Enter Frameworx, a TM Forum initiative aimed at streamlining those tasks by defining common business processes for operator back offices. Vendors will be able to build software based on those definitions, reducing the amount of time and money that they and their operator customers would have to spend on custom integration.
“It’s most suitable for service delivery environments where there is likely to be a lot of change, where a service provider needs to onboard new services, tweak existing services and replace services very rapidly,” says Caroline Chappell, a Heavy Reading analyst.
The TM Forum says Frameworx will help operators “significantly reduce” their operating expenses (OpEx). Some analysts have put a number to those savings by looking at similar, existing deployments.
“It could be as much as between 30 percent and 50 percent in terms of the OpEx associated with rolling out and managing new services (i.e., lower costs of integration with business and operations support systems, faster service deployment times),” Chappell says. “This is based on figures from IBM, which has built its own Frameworx-like set of SOA (service-oriented architecture) services and deployed them now in a number of projects.
There may be additional benefits of having a standards-based set of services and interfaces (i.e., even more plug-and-playability across systems), she adds, but this depends on whether vendors are going to support Frameworx.

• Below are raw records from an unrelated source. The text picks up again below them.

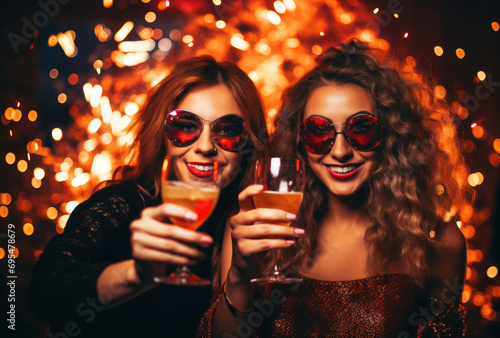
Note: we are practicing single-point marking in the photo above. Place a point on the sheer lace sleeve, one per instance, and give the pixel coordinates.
(95, 236)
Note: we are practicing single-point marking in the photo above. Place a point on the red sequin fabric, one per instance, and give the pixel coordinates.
(381, 306)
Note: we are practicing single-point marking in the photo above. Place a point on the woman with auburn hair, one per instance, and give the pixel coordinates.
(375, 241)
(96, 278)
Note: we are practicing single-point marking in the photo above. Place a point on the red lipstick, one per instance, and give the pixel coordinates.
(346, 175)
(199, 169)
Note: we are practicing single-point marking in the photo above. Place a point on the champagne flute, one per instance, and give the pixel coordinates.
(199, 196)
(283, 180)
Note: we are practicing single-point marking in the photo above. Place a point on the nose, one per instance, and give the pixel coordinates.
(205, 144)
(341, 150)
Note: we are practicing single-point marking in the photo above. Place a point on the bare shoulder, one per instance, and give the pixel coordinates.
(448, 261)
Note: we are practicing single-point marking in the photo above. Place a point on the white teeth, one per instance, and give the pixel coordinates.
(342, 170)
(202, 167)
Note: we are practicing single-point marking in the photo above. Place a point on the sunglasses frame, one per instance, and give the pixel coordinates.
(348, 139)
(246, 134)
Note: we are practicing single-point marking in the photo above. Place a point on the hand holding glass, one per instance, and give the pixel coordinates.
(200, 197)
(283, 181)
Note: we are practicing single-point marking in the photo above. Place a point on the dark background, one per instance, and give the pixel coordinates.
(449, 24)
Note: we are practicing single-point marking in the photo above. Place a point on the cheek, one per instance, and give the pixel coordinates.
(233, 161)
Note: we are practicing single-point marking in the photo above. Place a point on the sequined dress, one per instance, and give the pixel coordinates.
(381, 306)
(63, 287)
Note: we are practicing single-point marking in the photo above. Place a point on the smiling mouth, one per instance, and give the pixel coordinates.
(343, 169)
(201, 167)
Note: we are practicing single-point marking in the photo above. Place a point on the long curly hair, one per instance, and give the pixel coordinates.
(421, 177)
(148, 148)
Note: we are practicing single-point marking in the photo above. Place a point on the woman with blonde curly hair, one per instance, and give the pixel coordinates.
(375, 240)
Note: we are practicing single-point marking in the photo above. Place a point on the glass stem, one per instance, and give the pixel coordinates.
(276, 270)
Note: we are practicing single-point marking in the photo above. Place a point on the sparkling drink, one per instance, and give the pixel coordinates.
(197, 197)
(287, 201)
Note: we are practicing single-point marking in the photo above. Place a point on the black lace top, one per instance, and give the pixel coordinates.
(63, 288)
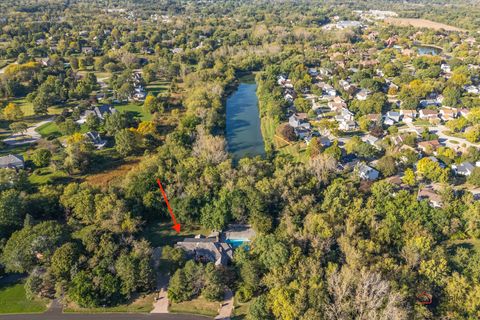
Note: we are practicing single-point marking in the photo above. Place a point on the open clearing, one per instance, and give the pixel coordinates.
(13, 299)
(421, 23)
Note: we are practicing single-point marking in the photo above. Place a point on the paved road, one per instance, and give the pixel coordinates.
(30, 135)
(226, 308)
(102, 316)
(447, 140)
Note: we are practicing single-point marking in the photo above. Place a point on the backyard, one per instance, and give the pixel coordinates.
(14, 300)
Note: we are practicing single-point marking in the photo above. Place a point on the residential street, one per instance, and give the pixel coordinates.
(102, 316)
(29, 136)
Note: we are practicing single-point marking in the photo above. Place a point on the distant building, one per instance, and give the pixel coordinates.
(96, 139)
(463, 169)
(367, 173)
(429, 194)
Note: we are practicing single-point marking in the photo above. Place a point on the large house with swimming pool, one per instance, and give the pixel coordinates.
(218, 247)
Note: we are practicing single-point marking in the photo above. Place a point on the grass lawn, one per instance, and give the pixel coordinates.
(468, 243)
(134, 109)
(49, 129)
(142, 304)
(268, 127)
(13, 299)
(421, 123)
(47, 176)
(240, 311)
(196, 306)
(160, 233)
(15, 149)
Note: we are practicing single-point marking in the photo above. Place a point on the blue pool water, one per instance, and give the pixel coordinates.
(235, 243)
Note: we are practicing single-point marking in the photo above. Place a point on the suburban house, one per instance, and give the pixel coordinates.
(218, 247)
(298, 120)
(429, 146)
(12, 162)
(408, 115)
(472, 89)
(429, 194)
(371, 140)
(446, 68)
(394, 115)
(463, 169)
(428, 102)
(427, 114)
(362, 95)
(100, 112)
(207, 249)
(367, 173)
(95, 138)
(448, 113)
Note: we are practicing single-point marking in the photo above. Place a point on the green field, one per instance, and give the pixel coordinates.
(135, 110)
(156, 87)
(160, 233)
(49, 129)
(13, 299)
(139, 305)
(196, 306)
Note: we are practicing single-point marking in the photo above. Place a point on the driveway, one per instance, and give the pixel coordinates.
(447, 140)
(102, 316)
(226, 308)
(30, 135)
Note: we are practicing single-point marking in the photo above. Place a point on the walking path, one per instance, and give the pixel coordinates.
(30, 135)
(161, 302)
(226, 308)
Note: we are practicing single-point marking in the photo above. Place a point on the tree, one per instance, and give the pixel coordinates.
(41, 157)
(429, 169)
(79, 151)
(150, 104)
(92, 122)
(323, 166)
(115, 122)
(11, 212)
(472, 134)
(32, 245)
(387, 166)
(474, 178)
(12, 112)
(126, 142)
(63, 260)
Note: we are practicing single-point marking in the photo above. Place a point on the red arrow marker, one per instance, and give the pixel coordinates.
(176, 225)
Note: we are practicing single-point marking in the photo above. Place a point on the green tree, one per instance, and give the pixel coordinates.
(11, 212)
(63, 260)
(126, 142)
(41, 157)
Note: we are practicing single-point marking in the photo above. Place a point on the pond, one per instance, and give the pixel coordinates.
(244, 137)
(428, 50)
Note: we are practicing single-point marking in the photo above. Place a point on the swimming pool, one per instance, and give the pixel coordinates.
(235, 243)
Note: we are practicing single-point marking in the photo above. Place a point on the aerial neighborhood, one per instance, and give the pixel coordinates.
(256, 160)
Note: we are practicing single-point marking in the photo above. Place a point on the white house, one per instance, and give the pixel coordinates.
(463, 169)
(367, 173)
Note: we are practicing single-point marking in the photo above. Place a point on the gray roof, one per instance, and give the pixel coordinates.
(207, 248)
(11, 161)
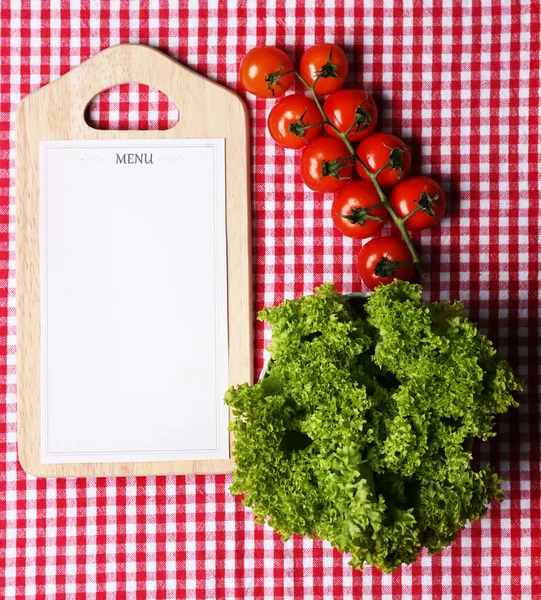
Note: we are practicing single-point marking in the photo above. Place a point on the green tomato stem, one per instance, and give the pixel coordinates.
(373, 177)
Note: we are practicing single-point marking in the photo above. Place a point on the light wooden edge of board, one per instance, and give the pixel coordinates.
(239, 249)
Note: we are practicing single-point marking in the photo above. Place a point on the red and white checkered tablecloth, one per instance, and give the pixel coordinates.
(460, 81)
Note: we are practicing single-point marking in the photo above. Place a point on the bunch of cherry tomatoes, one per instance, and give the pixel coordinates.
(326, 131)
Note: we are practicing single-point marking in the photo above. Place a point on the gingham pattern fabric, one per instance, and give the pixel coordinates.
(460, 82)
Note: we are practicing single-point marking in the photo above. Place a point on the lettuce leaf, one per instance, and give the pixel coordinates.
(361, 431)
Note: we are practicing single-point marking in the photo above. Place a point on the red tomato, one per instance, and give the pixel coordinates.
(326, 165)
(380, 149)
(262, 72)
(328, 64)
(349, 210)
(421, 196)
(351, 108)
(383, 259)
(292, 119)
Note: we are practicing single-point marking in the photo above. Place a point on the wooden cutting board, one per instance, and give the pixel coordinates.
(56, 113)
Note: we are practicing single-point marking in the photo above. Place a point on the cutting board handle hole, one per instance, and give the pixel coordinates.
(132, 106)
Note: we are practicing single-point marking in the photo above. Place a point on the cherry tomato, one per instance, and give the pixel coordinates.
(261, 72)
(345, 108)
(291, 121)
(326, 165)
(328, 64)
(377, 150)
(420, 194)
(349, 210)
(383, 259)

“The one thing that operators want – and that vendors will resist – are firm, standards-based interfaces between Frameworx-defined functions,” Chappell says. “This will mean breaking apart and re-architecting a lot of vendor products, so expect to see some dragging of feet in making it a reality on the vendor side.”
But some vendors already have in-house initiatives that dovetail nicely with Frameworx. That work should help them leverage operator interest in Frameworx.

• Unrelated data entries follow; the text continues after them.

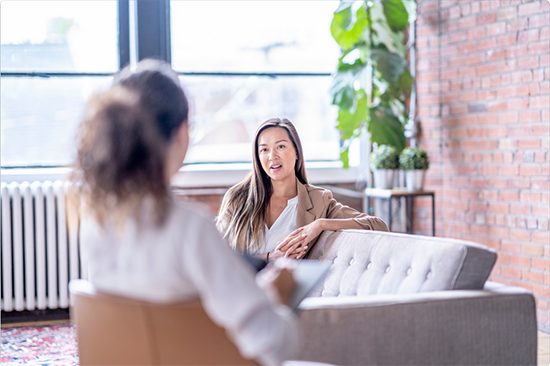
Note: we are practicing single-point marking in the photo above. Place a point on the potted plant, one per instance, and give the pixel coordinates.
(414, 161)
(372, 83)
(384, 161)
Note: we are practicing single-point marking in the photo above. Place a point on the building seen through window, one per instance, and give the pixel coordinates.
(268, 59)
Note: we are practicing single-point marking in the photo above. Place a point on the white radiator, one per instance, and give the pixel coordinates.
(40, 251)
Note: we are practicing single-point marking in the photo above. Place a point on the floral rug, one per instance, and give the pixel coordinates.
(40, 346)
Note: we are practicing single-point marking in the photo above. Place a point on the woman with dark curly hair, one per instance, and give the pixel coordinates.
(138, 242)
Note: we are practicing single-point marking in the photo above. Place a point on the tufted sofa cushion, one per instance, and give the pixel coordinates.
(374, 262)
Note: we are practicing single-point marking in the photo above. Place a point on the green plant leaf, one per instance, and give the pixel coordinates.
(382, 32)
(396, 14)
(410, 5)
(344, 156)
(344, 98)
(347, 27)
(390, 65)
(350, 120)
(385, 128)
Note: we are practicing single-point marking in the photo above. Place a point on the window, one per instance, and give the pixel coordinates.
(54, 56)
(267, 59)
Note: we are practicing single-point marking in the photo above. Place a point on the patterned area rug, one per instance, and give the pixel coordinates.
(44, 346)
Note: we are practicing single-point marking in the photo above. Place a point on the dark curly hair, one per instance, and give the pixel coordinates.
(122, 143)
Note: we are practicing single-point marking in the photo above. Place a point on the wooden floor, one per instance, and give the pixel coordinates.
(543, 350)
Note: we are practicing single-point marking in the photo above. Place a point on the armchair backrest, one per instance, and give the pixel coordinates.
(118, 331)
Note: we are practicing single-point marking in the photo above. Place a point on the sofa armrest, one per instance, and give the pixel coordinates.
(460, 327)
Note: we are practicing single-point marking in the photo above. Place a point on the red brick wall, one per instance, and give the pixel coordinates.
(483, 81)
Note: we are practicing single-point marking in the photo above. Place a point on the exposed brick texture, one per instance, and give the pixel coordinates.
(488, 76)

“Those vendors and operators that have built out their own Frameworx-like architectures – for example, IBM and Huawei – have based them on the TM Forum process and data frameworks, so they won’t be a million miles away from whatever Frameworx produces,” Chappell says. “And in many cases, these players are actively engaged in the program, offering up what they’ve already done in order to ensure they are aligned with it.”

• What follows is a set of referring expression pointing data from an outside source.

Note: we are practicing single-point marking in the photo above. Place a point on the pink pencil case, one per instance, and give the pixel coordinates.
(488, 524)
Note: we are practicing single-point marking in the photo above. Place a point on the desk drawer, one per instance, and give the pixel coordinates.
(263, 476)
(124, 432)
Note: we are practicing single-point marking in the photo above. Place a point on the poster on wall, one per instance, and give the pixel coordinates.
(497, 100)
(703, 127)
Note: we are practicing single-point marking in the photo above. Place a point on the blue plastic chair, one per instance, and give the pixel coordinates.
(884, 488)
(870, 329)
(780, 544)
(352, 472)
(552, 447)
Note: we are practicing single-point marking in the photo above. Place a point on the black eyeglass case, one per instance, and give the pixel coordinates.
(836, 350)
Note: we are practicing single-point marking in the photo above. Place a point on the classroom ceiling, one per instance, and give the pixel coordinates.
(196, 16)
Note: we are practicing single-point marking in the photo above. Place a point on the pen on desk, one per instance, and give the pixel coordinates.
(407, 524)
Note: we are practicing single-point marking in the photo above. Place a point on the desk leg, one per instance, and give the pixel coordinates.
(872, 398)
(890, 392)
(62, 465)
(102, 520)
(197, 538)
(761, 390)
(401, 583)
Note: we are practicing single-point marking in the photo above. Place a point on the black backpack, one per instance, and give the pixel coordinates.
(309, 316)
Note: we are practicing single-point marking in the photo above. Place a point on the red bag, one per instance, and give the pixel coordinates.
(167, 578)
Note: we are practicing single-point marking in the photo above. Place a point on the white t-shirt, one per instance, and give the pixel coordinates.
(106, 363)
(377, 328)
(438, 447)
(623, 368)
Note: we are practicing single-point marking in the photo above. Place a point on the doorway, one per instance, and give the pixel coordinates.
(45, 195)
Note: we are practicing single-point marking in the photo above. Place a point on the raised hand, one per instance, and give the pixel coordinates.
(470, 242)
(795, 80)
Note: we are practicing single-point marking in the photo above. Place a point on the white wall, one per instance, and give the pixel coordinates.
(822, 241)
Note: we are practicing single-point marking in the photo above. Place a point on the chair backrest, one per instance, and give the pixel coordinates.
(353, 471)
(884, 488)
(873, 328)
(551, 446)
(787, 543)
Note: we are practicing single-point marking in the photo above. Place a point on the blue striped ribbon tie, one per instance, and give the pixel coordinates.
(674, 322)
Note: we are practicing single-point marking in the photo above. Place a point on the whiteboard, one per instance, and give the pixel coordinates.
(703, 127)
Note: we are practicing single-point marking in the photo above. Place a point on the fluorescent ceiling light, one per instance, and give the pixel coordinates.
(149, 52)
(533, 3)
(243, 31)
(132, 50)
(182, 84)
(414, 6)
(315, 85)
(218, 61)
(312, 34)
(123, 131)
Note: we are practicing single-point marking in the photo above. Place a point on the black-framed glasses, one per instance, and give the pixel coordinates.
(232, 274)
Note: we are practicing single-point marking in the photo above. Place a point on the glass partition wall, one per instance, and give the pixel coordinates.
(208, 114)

Announced in March and scheduled for release this month, Frameworx builds on the forum’s Next Generation OSS Business Process (eTOM), Information (SID) and Application (TAM) frameworks. Frameworx also incorporates standards such as ITIL (Information Technology Infrastructure Library) and TOGAF (The Open Group Architecture Framework) from the IT world to help operators target the enterprise market.
“Service providers said: ‘The people we’re selling to in enterprises speak a different language. They don’t speak telecom. We really need to start to position all of this work we’ve done as an enterprise architecture, because it has all of the components, but the language is telecom-specific,’” says Aileen Smith, TM Forum senior vice president of collaboration and research and development. “It becomes very applicable and easy to understand for the enterprise IT market.”
For example, the forum spent the past 18 months making eTOM compliant with ITIL.
“So if the service provider is eTOM-compliant in terms of its business processes, then it’s also ITIL-compliant,” Smith says. “That’s very valuable for making that sale into the enterprise.”